Dean, who drove a city bus for Intercity Transit in Olympia, had a heart attack in 2015. Two years ago, realizing he had too much stress on the job, he made the switch to driving for Dial-A-Lift, a door-to-door, shared-ride public transportation service for people with disabilities.
By switching from Intercity Transit to Dial-A-Lift, Dean immediately started moving more throughout his workday.
“You’re in and out of your seat helping customers into and off the van,” he says. “It’s a lot more movement and less stressful.”
For the episode “Defend” (10 p.m. May 19), “Human” spends time with Milton Wright III, as the program explores the body’s immune system.
At age 8, Wright was diagnosed with acute lymphoblastic leukemia, which he initially fought with chemotherapy. After a period of remission, it came back when he was 15 and again when he was 20.
When the third round of cancer hit, Wright became the second person in Seattle to be treated with chimeric antigen receptor T cell immunotherapy, which re-educates a person’s immune system to recognize and treat cancer as an invader to be battled against.
Dr. Rebecca Gardner, an attending physician and oncologist at Seattle Children’s hospital and an associate professor at the University of Washington, was Wright’s doctor during his immunotherapy treatment.
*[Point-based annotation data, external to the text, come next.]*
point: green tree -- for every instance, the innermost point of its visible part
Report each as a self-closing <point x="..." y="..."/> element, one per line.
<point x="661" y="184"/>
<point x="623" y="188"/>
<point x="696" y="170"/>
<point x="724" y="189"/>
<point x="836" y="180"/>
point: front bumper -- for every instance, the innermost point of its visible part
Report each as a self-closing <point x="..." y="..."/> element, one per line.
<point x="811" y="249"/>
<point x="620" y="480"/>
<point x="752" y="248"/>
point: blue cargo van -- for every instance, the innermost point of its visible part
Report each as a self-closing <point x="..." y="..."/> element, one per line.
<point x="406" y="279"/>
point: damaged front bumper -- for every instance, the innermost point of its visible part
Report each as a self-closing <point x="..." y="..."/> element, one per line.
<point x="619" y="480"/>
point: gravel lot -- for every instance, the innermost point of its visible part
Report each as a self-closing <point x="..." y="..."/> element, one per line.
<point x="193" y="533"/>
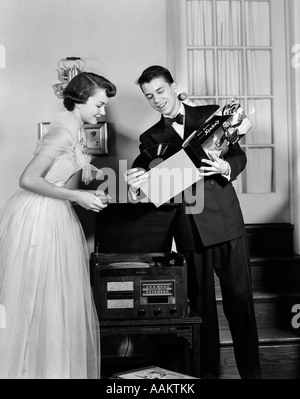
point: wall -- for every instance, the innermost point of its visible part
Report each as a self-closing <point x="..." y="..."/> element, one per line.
<point x="116" y="38"/>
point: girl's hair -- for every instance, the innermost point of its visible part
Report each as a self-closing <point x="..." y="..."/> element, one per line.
<point x="85" y="85"/>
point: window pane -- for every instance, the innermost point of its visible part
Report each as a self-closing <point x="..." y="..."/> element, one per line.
<point x="257" y="23"/>
<point x="229" y="31"/>
<point x="230" y="73"/>
<point x="259" y="72"/>
<point x="200" y="23"/>
<point x="261" y="120"/>
<point x="201" y="72"/>
<point x="260" y="162"/>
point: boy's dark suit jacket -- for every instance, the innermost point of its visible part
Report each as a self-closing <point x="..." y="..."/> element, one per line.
<point x="221" y="219"/>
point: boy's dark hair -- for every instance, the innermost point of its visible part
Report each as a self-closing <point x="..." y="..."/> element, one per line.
<point x="85" y="85"/>
<point x="155" y="71"/>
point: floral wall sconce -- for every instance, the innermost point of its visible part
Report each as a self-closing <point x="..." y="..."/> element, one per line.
<point x="68" y="68"/>
<point x="2" y="56"/>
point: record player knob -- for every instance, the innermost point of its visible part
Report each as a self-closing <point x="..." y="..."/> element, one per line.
<point x="141" y="312"/>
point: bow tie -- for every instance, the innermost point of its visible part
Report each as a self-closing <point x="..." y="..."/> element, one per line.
<point x="178" y="118"/>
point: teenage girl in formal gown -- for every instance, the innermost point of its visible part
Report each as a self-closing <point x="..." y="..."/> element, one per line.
<point x="52" y="329"/>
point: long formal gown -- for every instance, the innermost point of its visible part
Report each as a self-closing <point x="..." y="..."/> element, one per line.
<point x="51" y="329"/>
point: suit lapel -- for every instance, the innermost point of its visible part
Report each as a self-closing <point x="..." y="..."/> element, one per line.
<point x="193" y="120"/>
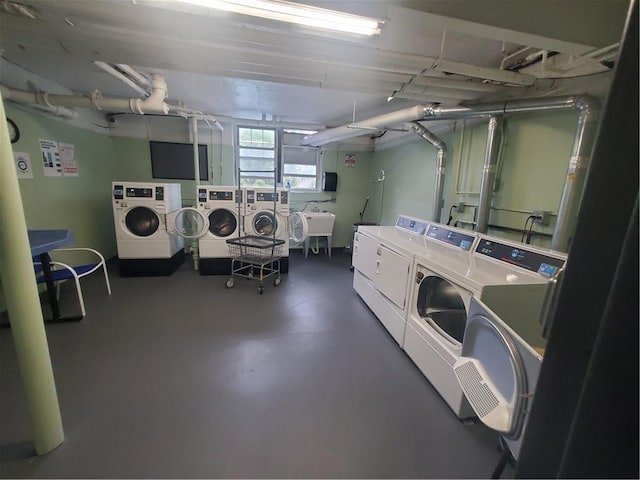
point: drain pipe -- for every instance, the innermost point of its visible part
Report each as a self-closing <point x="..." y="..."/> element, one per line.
<point x="438" y="189"/>
<point x="489" y="170"/>
<point x="581" y="151"/>
<point x="195" y="253"/>
<point x="154" y="103"/>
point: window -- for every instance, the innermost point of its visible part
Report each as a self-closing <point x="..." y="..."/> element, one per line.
<point x="257" y="156"/>
<point x="261" y="160"/>
<point x="300" y="167"/>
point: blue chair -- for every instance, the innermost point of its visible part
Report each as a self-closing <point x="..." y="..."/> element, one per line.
<point x="63" y="271"/>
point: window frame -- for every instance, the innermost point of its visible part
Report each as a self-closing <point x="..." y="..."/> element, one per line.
<point x="275" y="149"/>
<point x="279" y="158"/>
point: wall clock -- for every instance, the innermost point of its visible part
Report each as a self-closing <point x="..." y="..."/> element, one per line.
<point x="14" y="133"/>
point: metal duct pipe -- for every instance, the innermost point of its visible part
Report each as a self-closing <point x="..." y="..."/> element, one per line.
<point x="494" y="138"/>
<point x="576" y="174"/>
<point x="438" y="189"/>
<point x="360" y="128"/>
<point x="154" y="103"/>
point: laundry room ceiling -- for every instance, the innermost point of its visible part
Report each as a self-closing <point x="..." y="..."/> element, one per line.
<point x="244" y="67"/>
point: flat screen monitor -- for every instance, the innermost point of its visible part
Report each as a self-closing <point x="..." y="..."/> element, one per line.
<point x="175" y="161"/>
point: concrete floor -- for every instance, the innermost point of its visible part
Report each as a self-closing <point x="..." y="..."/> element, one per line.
<point x="177" y="377"/>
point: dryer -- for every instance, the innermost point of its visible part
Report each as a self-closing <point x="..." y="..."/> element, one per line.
<point x="224" y="208"/>
<point x="498" y="372"/>
<point x="263" y="221"/>
<point x="383" y="260"/>
<point x="509" y="277"/>
<point x="151" y="226"/>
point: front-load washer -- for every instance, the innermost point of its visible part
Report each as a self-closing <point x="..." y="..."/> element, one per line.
<point x="263" y="221"/>
<point x="498" y="372"/>
<point x="224" y="208"/>
<point x="151" y="225"/>
<point x="383" y="259"/>
<point x="509" y="277"/>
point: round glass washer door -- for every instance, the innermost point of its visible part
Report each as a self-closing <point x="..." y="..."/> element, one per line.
<point x="265" y="224"/>
<point x="142" y="221"/>
<point x="187" y="222"/>
<point x="222" y="222"/>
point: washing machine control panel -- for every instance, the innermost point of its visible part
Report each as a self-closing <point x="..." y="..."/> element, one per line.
<point x="455" y="238"/>
<point x="545" y="265"/>
<point x="411" y="224"/>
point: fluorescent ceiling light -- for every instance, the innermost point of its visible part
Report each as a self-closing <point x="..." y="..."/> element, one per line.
<point x="306" y="15"/>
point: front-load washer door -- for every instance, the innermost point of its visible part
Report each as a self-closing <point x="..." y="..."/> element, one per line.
<point x="441" y="306"/>
<point x="142" y="221"/>
<point x="265" y="224"/>
<point x="187" y="222"/>
<point x="222" y="223"/>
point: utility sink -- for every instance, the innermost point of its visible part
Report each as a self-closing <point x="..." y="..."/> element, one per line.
<point x="319" y="224"/>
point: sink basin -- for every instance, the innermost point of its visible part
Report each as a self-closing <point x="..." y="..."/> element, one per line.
<point x="319" y="223"/>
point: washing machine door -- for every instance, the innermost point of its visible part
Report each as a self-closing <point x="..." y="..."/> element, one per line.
<point x="142" y="221"/>
<point x="441" y="306"/>
<point x="222" y="222"/>
<point x="298" y="227"/>
<point x="187" y="222"/>
<point x="265" y="224"/>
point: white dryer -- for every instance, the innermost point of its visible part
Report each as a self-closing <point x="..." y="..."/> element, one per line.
<point x="510" y="278"/>
<point x="498" y="372"/>
<point x="224" y="208"/>
<point x="263" y="221"/>
<point x="383" y="259"/>
<point x="151" y="225"/>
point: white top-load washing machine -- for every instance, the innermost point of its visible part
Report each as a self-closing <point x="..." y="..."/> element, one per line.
<point x="261" y="220"/>
<point x="151" y="225"/>
<point x="224" y="208"/>
<point x="383" y="259"/>
<point x="509" y="277"/>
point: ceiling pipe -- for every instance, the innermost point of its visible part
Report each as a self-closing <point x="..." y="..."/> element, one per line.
<point x="580" y="152"/>
<point x="154" y="103"/>
<point x="438" y="189"/>
<point x="489" y="171"/>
She’s also featured in the PBS special, which filmed locally just as the COVID-19 pandemic hit in 2020.
“The reason I became a pediatric oncologist was because I knew there’s a small field out there that thought, how about we use the immune system to treat cancer?” Gardner says. “What better way to get rid of cancer than to use your own body? For these kids, with the standard treatments we give them, they’re effective a lot of the time, but these kids are also left with long-term side effects from all of the treatments they’ve gotten. Whereas when you can use your own body as the treatment, you may have some side effects, but we anticipate that the long-term side effects are much less.”
Gardner says additional progress has been made in immunotherapy development in the years since Wright’s treatment.
“What worked for Milton was great that it worked for Milton, but it only worked about 50% of the time,” Gardner says. “So we’ve now developed better products on top of that, and we’ve continued to learn more and more.”
After recovering from immunotherapy and a bone-marrow transplant, a cancer-free Wright moved to Idaho to figure out what to do with this life. He landed a job in the medical field that paid for him to study to become a certified nursing assistant (CNA). After a year-and-a-half working as a CNA in Coeur d’Alene, Wright moved back to Seattle and knew exactly where he wanted to work: Seattle Children’s hospital.
“To this day, people are surprised by that,” Wright says. “But to be honest, I always found Seattle Children’s hospital feels right. I feel like it was my home away from home because I spent so much time there. The staff felt like family. Going there I felt like I was going to visit friends.”
He’s worked as a CNA in the Seattle Children’s ICU for three years alongside some nurses who helped care for Wright, now 27, during his multiple bouts of cancer.
“He is a well-loved face around the hospital,” Gardner says. “He’s one of the most selfless individuals ever. He’s just a really amazing human being.”